Le duc Charles-Alexandre de Würtemberg mourut le 12 mars 1737. Le duc Charles-Eugène, son fils et successeur, né le 11 février 1728, ne commença à régner que le 3 février 1744. Il avait achevé son éducation à Berlin, sous les yeux de sa mère, Marie-Auguste, née princesse de Thurn et Taxis, et la médiation du roi de Prusse lui avait fait obtenir le décret impérial de sa majorité, daté du 7 janvier 1744. Le 5 février, Frédéric lui en fit la remise solennelle au château de Berlin, en présence de tous les princes. Ce fut le lendemain de ce jour que le jeune duc reçut du Roi le Miroir des princes, que nous donnons ici. Le<II> 8 février, il se rendit de Berlin à Potsdam, dîna chez le Roi, et partit immédiatement après pour le Würtemberg. Voyez t. III, p. 28.

Le duc Charles épousa, le 26 septembre 1748, la princesse Élisabeth-Frédérique-Sophie de Baireuth, nièce de Frédéric le Grand.
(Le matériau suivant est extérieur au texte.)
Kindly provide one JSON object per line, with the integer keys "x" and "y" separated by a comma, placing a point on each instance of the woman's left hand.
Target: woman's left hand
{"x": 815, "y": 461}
Pendant la guerre de sept ans, il combattit contre la Prusse, en qualité d'allié de l'Autriche et de la France. Il mourut le 23 octobre 1793. Voyez t. IV, p. 161; t. V, p. 10 et 261; t. VI, p. 251.

Nous avons suivi, pour le Miroir des princes, l'édition originale qui se trouve dans le Göttingisches Historisches Magazin von C. Meiners und L. T. Spittler. Hanovre, 1787, t. I, p. 683-689, sous le titre de : König Friedrichs des Grossen Regierungs-Instruction für den gegenwärtig regierenden Herrn Herzog Karl von Würtemberg. Mon. Febr. 1744.
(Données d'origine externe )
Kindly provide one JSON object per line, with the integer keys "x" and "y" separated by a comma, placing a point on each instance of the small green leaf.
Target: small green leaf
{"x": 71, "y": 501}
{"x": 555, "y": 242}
II. DISSERTATION SUR LES RAISONS D'ÉTABLIR OU D'ABROGER LES LOIS.

Cette dissertation fut lue par Darget, le 22 janvier 1750, dans une assemblée de l'Académie des sciences, en présence du jeune prince Frédéric-Guillaume de Prusse et d'un grand nombre de personnes de distinction. Après avoir été soigneusement revue par l'Auteur (Correspondance de Frédéric avec Algarotti, 1799, p. 141, 142 et 144), elle fut imprimée dans l'Histoire de l'Académie, Année 1749. A Berlin, 1751, p. 375-400. Cependant elle avait déjà paru parmi les Pièces académiques contenues dans les Œuvres du Philosophe de Sans-Souci. Au donjon du château. Avec privilége d'Apollon. 1750, in-4, t. III, p. 263-312.
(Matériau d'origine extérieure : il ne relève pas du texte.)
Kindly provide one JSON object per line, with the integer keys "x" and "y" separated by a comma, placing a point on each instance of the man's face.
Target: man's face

Il serait intéressant de savoir si le Roi avait lu l'Esprit des lois de Montesquieu lorsqu'il écrivit ce traité. On voit par une de ses lettres qu'au mois de mars 1739 il avait lu les Considérations sur les causes de la grandeur et de la décadence des Romains, par le même auteur, ouvrage publié pour la première fois en 1734. Mais nous ne savons s'il connaissait l'Esprit des lois, qui avait paru en 1748, lorsqu'il composa la Dissertation sur les raisons d'établir ou d'abroger les lois. Quoi <III>qu'il en soit, il le connaissait certainement au mois d'avril 1753; car une lettre qu'il écrivit à Darget vers cette époque contient une allusion à l'Esprit des lois, liv. XXX, chap. 6.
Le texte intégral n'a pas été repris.